Le Billet Polar

LITTORAL LITTERAIRE par Claude Le Nocher

Les villes portuaires, la mer, et les paysages côtiers ont-ils inspiré les auteurs policiers ? Quelques-uns ont su tirer parti des sites particuliers comme les îles ou les bourgades en bord de mer. Les auteurs dits " régionaux " utilisent largement ces décors. Mais depuis longtemps nombreux furent les romanciers qui choisirent d'y situer leurs intrigues. Il n'est pas question de les citer tous. En voici quelques exemples…
" Les amants de la dune " d'André Besson (Fleuve Noir, 1974). Un scénariste se rend dans un petit port vendéen où, cinq ans plus tôt, un ex-prêtre et son amie ont été assassinés. Il enquête pour préparer son sujet de film. Les habitants sont réticents à lui répondre, voire menaçants. Il risque de revivre le même drame que le couple de victimes. Un roman remarquable.
" Le plongeon du frère Boileau" de Jacques Ouvard (Le Masque, 1964). Un marin-pêcheur de la région de Lorient est retrouvé assassiné. Un autre du même chalutier est victime d'un curieux accident de moto. Le second est suspecté du meurtre du premier. Mais tout l'équipage peut être soupçonné. Le frère Boileau, ancien brillant policier, va rétablir la vérité.

 

 

 

 

 

 


" Arrêtez le carrelage ! " de Patrick Raynal (Baleine, 1995) se place exactement dans le même secteur. Gabriel - Le Poulpe - s'intéresse à l'explosion d'un petit chalutier rentrant en rade de Lorient. Un fait divers dont les autorités s'occupent peu. Bien que les gens ne lui fassent pas trop confiance, Gabriel met le doigt sur une affaire immobilière plutôt suspecte. Il n'est pas seul à s'y opposer.
Léo Malet entraîna lui aussi son héros en Bretagne sud pour " Nestor Burma dans l'île " (Fleuve Noir, 1970). Une ambiance insolite, hostile parfois, aux yeux du détective citadin.
" Le noyé de Concarneau " de Michel Germont (Fleuve Noir, 1977).

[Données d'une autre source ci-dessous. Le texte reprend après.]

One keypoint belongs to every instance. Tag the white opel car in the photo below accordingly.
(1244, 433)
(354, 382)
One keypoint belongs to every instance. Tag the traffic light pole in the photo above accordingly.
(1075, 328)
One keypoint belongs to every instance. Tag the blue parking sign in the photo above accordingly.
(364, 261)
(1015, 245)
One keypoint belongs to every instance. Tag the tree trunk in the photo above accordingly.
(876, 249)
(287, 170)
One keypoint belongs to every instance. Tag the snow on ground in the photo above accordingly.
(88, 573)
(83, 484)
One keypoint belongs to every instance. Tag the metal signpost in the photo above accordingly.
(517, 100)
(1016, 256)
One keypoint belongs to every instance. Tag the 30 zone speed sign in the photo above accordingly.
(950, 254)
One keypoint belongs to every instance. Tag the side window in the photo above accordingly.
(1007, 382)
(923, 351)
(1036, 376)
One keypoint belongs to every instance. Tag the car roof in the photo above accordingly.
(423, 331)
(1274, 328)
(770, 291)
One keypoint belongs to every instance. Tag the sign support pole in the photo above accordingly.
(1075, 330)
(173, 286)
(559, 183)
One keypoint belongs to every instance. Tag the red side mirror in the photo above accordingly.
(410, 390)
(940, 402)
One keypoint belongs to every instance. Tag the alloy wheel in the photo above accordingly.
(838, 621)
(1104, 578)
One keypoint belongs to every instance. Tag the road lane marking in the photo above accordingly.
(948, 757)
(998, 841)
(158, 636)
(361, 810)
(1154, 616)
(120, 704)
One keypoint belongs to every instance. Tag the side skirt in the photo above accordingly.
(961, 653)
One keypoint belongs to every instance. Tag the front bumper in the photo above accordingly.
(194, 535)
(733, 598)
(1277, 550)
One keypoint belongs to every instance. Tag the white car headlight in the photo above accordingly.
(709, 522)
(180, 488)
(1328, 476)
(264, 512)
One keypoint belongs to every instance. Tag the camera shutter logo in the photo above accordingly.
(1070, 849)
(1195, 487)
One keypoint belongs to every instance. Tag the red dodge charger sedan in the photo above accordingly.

Un suicide par noyade, un enquêteur d'assurances mal convaincu par la version officielle, un mort méconnaissable. C'est la narration très réussie qui offre toute sa saveur à cette histoire… Faut-il rappeler que ce port figure dans plusieurs romans - dont " Les demoiselles de Concarneau " de Georges Simenon (1936) ainsi que " Le Chien jaune " (1931).
Deux titres d'Alain Page se déroulent aux alentours de cette ville : " Casse-cou " (Fleuve Noir, 1967) et " Le corps mort " (Fleuve Noir, 1969). Dans ce dernier, il est question de meurtre par… ski nautique. Jean Mazarin envoya un de ses héros, le reporter Max Bichon, dans la région côtière près de Morlaix pour " Halte aux crabes ! " (Fleuve Noir, 1982) où il enquêtait sur les meurtres de plusieurs femmes. Mais son plus célèbre personnage, le " Privé au soleil " Frankie-Pat Puntacavallo, fréquentait les rives de la Méditerranée.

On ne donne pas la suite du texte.